Indeed, these humanitarians were acting out of love for this complex country and its people. They were not naive do-gooders: Tom Little, 61, an optometrist and the group's leader, spoke Dari and had worked in the country for 35 years, even under Soviet occupation and Taliban rule. Dan Terry, 64, had also spent decades in the country and spoke Dari; in Taliban times, he had sometimes provided saline solution to armed men with eye problems.
Christine Woo, 36, a British surgeon, quit a lucrative practice in order to treat Afghan women. Glen Lapp, a nurse from Lancaster, was following the long-standing Mennonite tradition of doing humanitarian service abroad.
So why were these good people killed?
Afghan officials speculated that the murders were committed by robbers, with the Taliban falsely claiming responsibility. Yet the aid workers were shot execution-style, which doesn't fit this explanation.

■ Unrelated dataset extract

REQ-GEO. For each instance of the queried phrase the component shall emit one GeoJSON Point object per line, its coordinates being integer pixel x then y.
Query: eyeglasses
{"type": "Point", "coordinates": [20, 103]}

The murders took place in Badakhshan in northeast Afghanistan, far from the Taliban heartland in the south. This is an area populated by ethnic Tajiks who fought fiercely against Taliban rule in the 1990s and would have been hospitable to foreign aid workers. Only recently has there been some Taliban infiltration into this area.
So what really happened in Badakhshan?
The details are still unclear. But Michael Semple, a savvy former European Union representative in Kabul with extensive knowledge of the Taliban, puts forward a credible thesis in the Financial Times. "Perhaps the best way to understand the politics of the killing of the [aid workers]," he writes, "is that it is a product of the social breakdown caused by two competing systems failing to control Afghanistan."